Vous avez un besoin précis ? Vous n'avez pas à modifier le cœur de Pumaï. La simple création d'un outil est déjà une extension de l'application — et l'agent s'en sert de lui-même dès lors qu'il est bien défini.
Un outil, c'est une extension
Étendre Pumaï, ce n'est pas forker l'application : c'est lui donner accès à vos systèmes en écrivant de petits outils. Un outil bien décrit — un nom clair, ce qu'il fait, ses paramètres — est choisi automatiquement par l'agent quand la tâche l'exige. Vous refermez la boucle en nommant les outils dans l'instruction, pour que le même schéma se rejoue à l'identique, tous les jours.
Une API dans un outil
Le service que vous utilisez a une API ? On l'enveloppe dans un outil : récupérer, créer, mettre à jour — ce dont vous avez besoin.
Un outil de traitement
Un outil qui transforme les données ou met en forme un contenu — dans exactement le format attendu en sortie.
Un agent vers les outils
À la demande ou via un Pulz autonome : l'instruction nomme les outils, et le schéma tourne seul.

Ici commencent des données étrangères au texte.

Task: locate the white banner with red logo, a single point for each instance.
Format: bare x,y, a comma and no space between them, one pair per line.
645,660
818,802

Un support qui rend compte chaque soir
Un client doit traiter les demandes qui lui sont adressées, et recevoir chaque fin de journée un compte rendu dans un format précis. Voici comment on l'assemble.
Accéder aux tickets. Sa plateforme de gestion de tickets a une API : on crée un outil qui récupère les tickets qui lui sont destinés, et un second qui marque un ticket « en cours » ou « résolu ». Les deux se conçoivent et se testent dans le Studio d'outils, sans code répétitif.

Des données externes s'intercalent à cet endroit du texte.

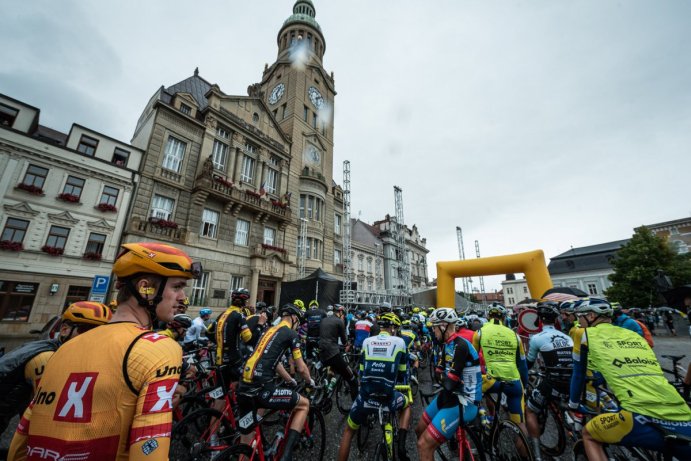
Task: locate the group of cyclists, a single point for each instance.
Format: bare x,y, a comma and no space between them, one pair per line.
109,392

Mettre en forme. Le compte rendu doit suivre un gabarit précis — sections, ton, typographie. On crée un outil de formatage qui transforme des notes brutes en exactement cette mise en page. (L'envoi d'e-mail, lui, est déjà intégré au système.)
Mettre en pilote automatique. On crée un Pulz — une mission autonome — et on lui donne l'instruction en clair, en nommant les outils à utiliser. Le même schéma se rejoue chaque soir, sous la même gouvernance (un envoi sensible peut toujours exiger votre validation).
nommer les outils est facultatif — l'agent sait les choisir seul — mais c'est plus net et plus reproductible. la boucle est bouclée : récupérer → raisonner → formater → livrer, tous les jours.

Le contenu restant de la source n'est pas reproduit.